Feature Adaptation for Sparse Linear Regression

Part of Advances in Neural Information Processing Systems 36 (NeurIPS 2023) Main Conference Track

Bibtex Paper Supplemental

Authors

Jonathan Kelner, Frederic Koehler, Raghu Meka, Dhruv Rohatgi

Abstract

Sparse linear regression is a central problem in high-dimensional statistics. We study the correlated random design setting, where the covariates are drawn from a multivariate Gaussian $N(0,\Sigma)$, and we seek an estimator with small excess risk. If the true signal is $t$-sparse, information-theoretically, it is possible to achieve strong recovery guarantees with only $O(t\log n)$ samples.
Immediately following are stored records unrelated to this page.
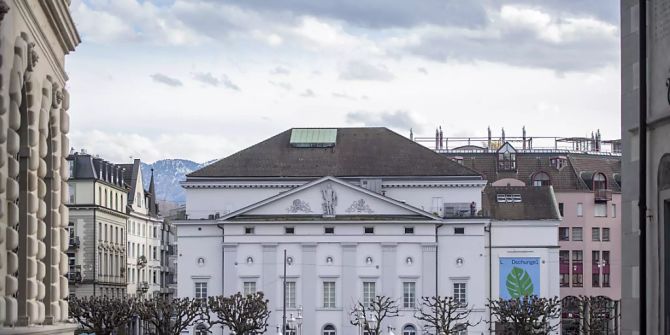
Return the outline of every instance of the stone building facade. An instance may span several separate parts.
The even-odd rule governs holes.
[[[646,35],[640,34],[640,1],[621,2],[622,333],[670,333],[670,2],[646,1]],[[646,41],[646,69],[640,41]],[[640,223],[640,95],[646,74],[646,221]],[[640,268],[640,224],[646,227],[646,272]],[[641,285],[646,312],[640,320]]]
[[[68,6],[0,1],[0,333],[72,330],[63,62],[80,38]]]
[[[122,167],[87,153],[68,157],[70,293],[126,294],[126,200]]]
[[[281,331],[285,299],[289,319],[304,316],[299,329],[281,332],[292,335],[359,333],[350,312],[374,295],[400,305],[384,331],[421,334],[415,312],[422,296],[436,294],[470,304],[473,324],[487,320],[487,298],[508,291],[500,278],[509,268],[496,264],[512,259],[533,262],[534,294],[558,295],[555,202],[515,224],[492,211],[489,248],[486,185],[478,172],[385,128],[285,131],[187,176],[188,219],[175,220],[177,293],[263,291],[271,333]],[[495,208],[532,206],[536,194],[525,194]],[[532,240],[519,238],[525,230]],[[481,322],[468,332],[488,330]]]

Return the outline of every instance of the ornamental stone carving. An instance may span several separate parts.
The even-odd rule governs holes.
[[[9,12],[9,6],[3,0],[0,0],[0,22],[5,18],[7,12]]]
[[[334,216],[335,207],[337,206],[337,193],[333,190],[333,186],[326,185],[321,189],[321,197],[323,198],[323,215]]]
[[[359,199],[354,201],[349,208],[347,208],[347,213],[367,213],[372,214],[375,211],[370,208],[370,206],[365,202],[365,199]]]
[[[312,213],[312,208],[306,201],[301,199],[295,199],[291,203],[291,206],[286,209],[289,213]]]
[[[35,51],[35,42],[28,43],[28,71],[32,71],[37,65],[37,61],[40,59],[40,56],[37,55]]]

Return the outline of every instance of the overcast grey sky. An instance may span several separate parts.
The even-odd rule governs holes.
[[[615,0],[73,0],[71,143],[222,158],[290,127],[619,138]]]

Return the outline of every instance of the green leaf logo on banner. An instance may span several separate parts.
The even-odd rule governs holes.
[[[513,267],[507,275],[507,292],[513,299],[533,295],[533,281],[526,270]]]

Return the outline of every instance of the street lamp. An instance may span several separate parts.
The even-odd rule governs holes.
[[[355,315],[358,320],[358,335],[362,335],[365,324],[365,315],[363,315],[363,311],[358,307],[355,309]]]
[[[298,307],[298,316],[295,318],[296,323],[298,324],[298,335],[302,335],[302,305]]]

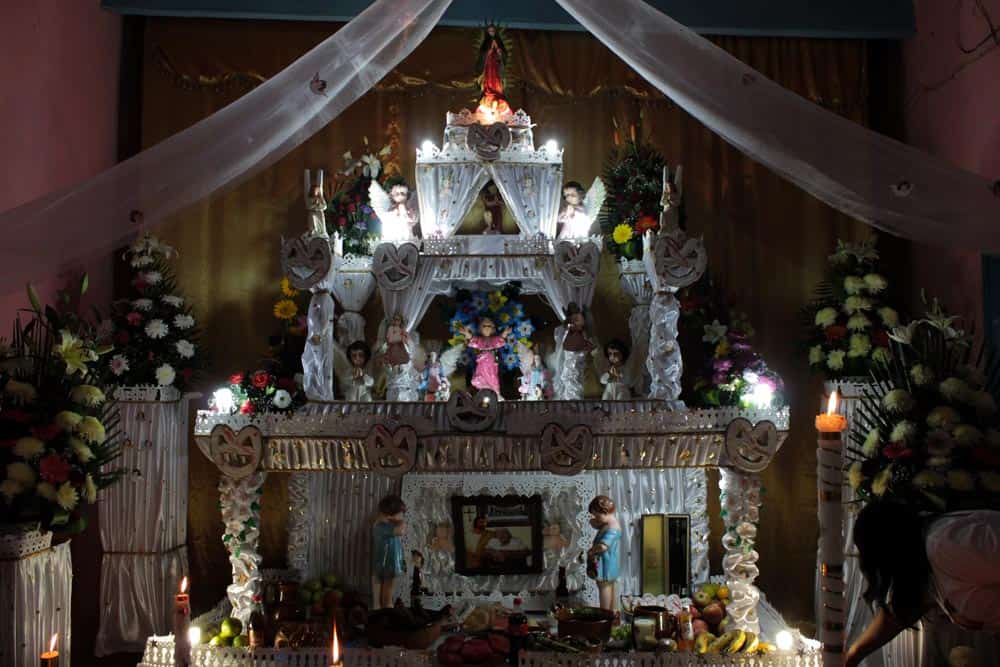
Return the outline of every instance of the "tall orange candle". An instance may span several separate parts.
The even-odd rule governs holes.
[[[181,580],[181,590],[174,596],[174,663],[178,667],[191,664],[191,640],[188,625],[191,622],[191,601],[188,597],[188,578]]]
[[[341,667],[344,663],[340,660],[340,641],[337,638],[337,622],[333,623],[333,645],[330,647],[330,667]]]
[[[837,392],[830,394],[826,414],[816,417],[816,484],[819,492],[820,610],[817,635],[823,642],[823,664],[839,665],[844,650],[844,505],[843,432],[847,419],[837,414]]]
[[[41,655],[42,667],[59,667],[59,651],[56,650],[56,642],[59,641],[59,633],[52,635],[49,640],[49,650]]]
[[[816,415],[816,430],[820,433],[836,433],[839,438],[839,434],[845,428],[847,428],[847,418],[837,414],[837,392],[834,391],[826,403],[826,413]]]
However, computationally efficient algorithms have sample complexity linear in (some variant of) the *condition number* of $\Sigma$. Classical algorithms such as the Lasso can require significantly more samples than necessary even if there is only a single sparse approximate dependency among the covariates.We provide a polynomial-time algorithm that, given $\Sigma$, automatically adapts the Lasso to tolerate a small number of approximate dependencies. In particular, we achieve near-optimal sample complexity for constant sparsity and if $\Sigma$ has few ``outlier'' eigenvalues.Our algorithm fits into a broader framework of *feature adaptation* for sparse linear regression with ill-conditioned covariates. With this framework, we additionally provide the first polynomial-factor improvement over brute-force search for constant sparsity $t$ and arbitrary covariance $\Sigma$.